According to Pioneer Press, Shahzaib Bajwa has been hospitalized since a November car accident. He had been a student at University of Wisconsin-Superior and in the country on a student visa. That visa expires on Feb. 28.

Until Wednesday, Bajwa’s family was concerned that difficulty getting his visa renewed, coupled with his mounting hospital bills, would lead officials to have him deported back to Pakistan.

Bajwa’s bills amount to $350,000 so far and continue to grow every day. Bajwa’s brother, Shahraiz Bajwa, told NBC News that the hospital will not help convert the patient’s student visa to a medical one because they don’t believe the family can pay the bills. 

“There is one doctor at this hospital who has put a lot of effort in sending my brother back, and he must be very heartbroken that we are still here. He is doing it because my brother is costing them money,” Shahraiz Bajwa said. “When we asked the hospital to convert his student visa into a medical visa, first they said they would help us. Then they took that offer from the table.”

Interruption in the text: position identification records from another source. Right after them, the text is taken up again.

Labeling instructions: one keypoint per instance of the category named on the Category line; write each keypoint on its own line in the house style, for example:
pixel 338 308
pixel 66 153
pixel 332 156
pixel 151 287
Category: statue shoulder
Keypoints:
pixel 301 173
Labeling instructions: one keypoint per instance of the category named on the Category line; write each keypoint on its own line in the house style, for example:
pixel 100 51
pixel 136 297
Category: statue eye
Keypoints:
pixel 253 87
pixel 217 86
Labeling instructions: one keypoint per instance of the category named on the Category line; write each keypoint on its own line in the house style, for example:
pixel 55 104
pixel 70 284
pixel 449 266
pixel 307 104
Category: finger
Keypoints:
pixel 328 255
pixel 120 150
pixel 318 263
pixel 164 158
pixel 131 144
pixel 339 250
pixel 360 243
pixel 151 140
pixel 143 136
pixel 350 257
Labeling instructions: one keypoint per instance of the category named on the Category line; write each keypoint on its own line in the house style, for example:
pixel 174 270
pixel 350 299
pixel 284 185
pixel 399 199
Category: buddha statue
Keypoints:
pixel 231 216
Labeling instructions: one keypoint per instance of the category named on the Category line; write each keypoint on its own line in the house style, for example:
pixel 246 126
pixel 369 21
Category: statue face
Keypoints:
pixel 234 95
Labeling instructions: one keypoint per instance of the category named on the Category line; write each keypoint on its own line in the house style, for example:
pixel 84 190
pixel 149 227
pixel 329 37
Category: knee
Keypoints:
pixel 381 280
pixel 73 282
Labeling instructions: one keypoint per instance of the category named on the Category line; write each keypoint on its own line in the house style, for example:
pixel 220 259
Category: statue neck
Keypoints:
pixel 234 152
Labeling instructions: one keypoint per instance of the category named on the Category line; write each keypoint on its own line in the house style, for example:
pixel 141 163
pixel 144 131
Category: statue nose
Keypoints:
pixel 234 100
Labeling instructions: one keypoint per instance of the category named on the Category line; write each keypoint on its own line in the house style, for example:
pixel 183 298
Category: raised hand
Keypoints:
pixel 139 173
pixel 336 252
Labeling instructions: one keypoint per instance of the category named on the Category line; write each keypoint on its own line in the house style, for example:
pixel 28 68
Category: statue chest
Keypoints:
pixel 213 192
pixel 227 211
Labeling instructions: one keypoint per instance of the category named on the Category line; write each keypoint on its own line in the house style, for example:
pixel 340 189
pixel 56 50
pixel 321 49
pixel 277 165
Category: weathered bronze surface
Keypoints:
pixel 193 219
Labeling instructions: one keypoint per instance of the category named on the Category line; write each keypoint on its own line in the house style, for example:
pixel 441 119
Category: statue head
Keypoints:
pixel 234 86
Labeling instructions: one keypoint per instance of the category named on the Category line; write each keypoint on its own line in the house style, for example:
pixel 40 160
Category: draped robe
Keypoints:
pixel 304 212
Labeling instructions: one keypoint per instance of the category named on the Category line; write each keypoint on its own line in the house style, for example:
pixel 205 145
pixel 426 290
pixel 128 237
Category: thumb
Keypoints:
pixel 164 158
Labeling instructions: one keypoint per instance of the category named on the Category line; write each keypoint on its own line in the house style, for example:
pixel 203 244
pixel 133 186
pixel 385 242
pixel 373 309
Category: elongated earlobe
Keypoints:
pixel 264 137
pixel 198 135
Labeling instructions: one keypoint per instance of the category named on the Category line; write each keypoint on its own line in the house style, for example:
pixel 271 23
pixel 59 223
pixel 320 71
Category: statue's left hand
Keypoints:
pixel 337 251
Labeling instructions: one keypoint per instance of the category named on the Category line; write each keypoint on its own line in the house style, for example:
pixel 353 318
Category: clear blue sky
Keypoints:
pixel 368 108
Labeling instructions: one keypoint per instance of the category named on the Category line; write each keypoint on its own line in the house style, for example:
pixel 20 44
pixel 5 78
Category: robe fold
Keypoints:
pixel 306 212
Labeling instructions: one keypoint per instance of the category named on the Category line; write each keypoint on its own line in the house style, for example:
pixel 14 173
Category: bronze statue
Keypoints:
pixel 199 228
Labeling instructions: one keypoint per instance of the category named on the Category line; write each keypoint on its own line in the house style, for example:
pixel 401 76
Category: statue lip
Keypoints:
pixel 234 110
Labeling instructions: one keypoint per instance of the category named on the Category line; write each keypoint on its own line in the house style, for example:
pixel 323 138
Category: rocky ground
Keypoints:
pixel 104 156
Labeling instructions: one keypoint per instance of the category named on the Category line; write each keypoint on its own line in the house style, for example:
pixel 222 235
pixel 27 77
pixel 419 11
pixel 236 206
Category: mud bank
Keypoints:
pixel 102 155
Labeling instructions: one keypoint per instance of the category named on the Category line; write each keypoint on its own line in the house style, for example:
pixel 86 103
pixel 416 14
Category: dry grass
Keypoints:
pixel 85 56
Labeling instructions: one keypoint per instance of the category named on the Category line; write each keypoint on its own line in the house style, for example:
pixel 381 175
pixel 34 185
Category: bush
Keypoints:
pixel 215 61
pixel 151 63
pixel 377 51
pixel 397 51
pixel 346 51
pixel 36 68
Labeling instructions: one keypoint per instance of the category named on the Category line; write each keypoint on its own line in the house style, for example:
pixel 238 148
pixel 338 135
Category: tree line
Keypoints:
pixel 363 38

“We are working collaboratively with Mr. Bajwa’s family and caregivers along with the U.S. and Pakistani governments to reach the best possible outcome for the patient and for his family,” hospital spokeswoman Maureen Talarico said in the same news story, adding she could not directly address Bajwa’s claims because of patient privacy laws.

The issue has shed new light on growing concerns of “medical repatriations.” Such maneuvers allow for de-facto deportations when a hospital is concerned an immigrant cannot pay medical bills. According to NBC, a 2012 study released by two advocacy groups tracked 800 such cases. In one case, a patient was removed through a hospital’s garbage-disposal doors. In another, a patient was flown to a foreign airport and abandoned on the tarmac.  

Such a grim fate does not await Shahzaib Bajwa, it seems. His brother has said the family has been contacted by Pakistan’s consul general in Chicago. The office there told him that the expiring visa will no longer be problem. The consul general also informed the family that the exchange program’s insurance company will pay to move Bajwa to a long-term care facility and pay for his care for a short time. The family will have to pay expenses after that.

An online fundraising campaign the family launched last week has raised about $131,000.